Mas na era pós-Ricardo Salgado também ficámos a saber que há uns devedores que são especiais. Luís Filipe Vieira é um deles, de tal maneira que o banco se pode transformar em seu sócio a muito curto prazo. O presidente do Benfica conseguiu a proeza de não pagar a dívida e de colocar o credor no papel de se tornar seu sócio. Tudo isto aconteceu apesar de o Fundo de Resolução garantir que o escrutínio que faz às necessidades de capital do Novo Banco é muito apertado, discordando das criticas do Tribunal de Contas.

Finalmente quando ouvimos o presidente da Nani Holdings, ex-consultor do Banco de Portugal quando trabalhava para o Deutsche Bank, percebemos bem os perigos do capitalismo sem rosto, destas sociedades que acumulam dinheiro de fundos e de investidores. O poder que têm de se desresponsabilizarem é enorme. Evgeny Kazarez é, na prática, um funcionário tal como António Ramalho. O que lhes permite dizer que tem de ser assim, que não há alternativa, sem que precisem de ter qualquer preocupação com a comunidade em que estão inseridos. Os seus capitalistas não têm rosto, nunca serão apontados como estando a explorar os contribuintes portugueses.

Finalmente os prémios à gestão do Novo Banco. Podem ser muito justos e completamente ajustados ao que se fez no passado – António Ramalho foi buscar o exemplo do BPI que pagou os prémios passados, depois de amortizar o empréstimo ao Estado. Mas o Novo Banco precisou de dinheiro que nunca devolverá ao Estado, a nós contribuintes.
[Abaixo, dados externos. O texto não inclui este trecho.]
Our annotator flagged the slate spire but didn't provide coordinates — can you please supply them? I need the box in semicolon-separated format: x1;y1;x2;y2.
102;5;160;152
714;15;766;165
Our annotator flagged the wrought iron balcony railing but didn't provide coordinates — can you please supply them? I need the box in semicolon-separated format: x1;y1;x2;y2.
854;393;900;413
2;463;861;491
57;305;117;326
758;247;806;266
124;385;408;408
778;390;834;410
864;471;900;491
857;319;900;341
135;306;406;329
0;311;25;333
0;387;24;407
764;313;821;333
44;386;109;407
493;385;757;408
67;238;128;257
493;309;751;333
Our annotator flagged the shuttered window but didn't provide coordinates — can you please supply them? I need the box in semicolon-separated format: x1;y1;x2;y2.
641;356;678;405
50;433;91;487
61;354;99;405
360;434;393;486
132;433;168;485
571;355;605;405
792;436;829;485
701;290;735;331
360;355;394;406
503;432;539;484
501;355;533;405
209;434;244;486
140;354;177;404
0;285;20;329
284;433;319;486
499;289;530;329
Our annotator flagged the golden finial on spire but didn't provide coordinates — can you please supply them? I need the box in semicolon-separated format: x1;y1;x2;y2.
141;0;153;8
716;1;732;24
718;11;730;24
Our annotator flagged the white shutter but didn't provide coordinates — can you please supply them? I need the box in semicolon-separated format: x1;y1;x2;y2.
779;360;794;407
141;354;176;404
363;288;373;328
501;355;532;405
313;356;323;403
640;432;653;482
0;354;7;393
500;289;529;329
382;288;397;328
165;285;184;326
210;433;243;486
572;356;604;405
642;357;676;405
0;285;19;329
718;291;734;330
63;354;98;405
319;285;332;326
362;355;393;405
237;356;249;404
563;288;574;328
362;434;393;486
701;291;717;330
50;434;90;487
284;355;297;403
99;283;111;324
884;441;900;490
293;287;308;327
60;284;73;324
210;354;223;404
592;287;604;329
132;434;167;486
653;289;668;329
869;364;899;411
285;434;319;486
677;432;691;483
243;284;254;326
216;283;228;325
Além disso, hoje em dia os salários e prémios milionários estão longe de merecerem o consenso, até de accionistas de referência. Já esteve mais longe o tempo em que se vai concluir pela total irracionalidade dos salários milionários dos gestores, muito mais num país como Portugal.

O que se passou no BES foi muito grave, mas aquilo que se tem passado no Novo Banco não sendo uma história de “larápios”, como classificou João Gama Leão da Prebuild, deixa-nos a todos perplexos sobre o tratamento especial que foi dado a alguns devedores. Não, não é preciso perceber de finanças ou de banca para se ver que o que se tem passado na gestão das grandes dívidas ao ex-BES tratou uns de forma preferencial e fez pouco para perder o mínimo de dinheiro possível. Teria o banco sido gerido da mesma maneira se não tivesse os quase quatro mil milhões de euros do Estado para ir buscar? Aquilo que temos ouvido na comissão parlamentar de inquérito deixa-nos muitas dúvidas. Ficamos é com a desconfortável – e perigosa — percepção de que um grupo imune e impune. São os eternos afilhados do regime.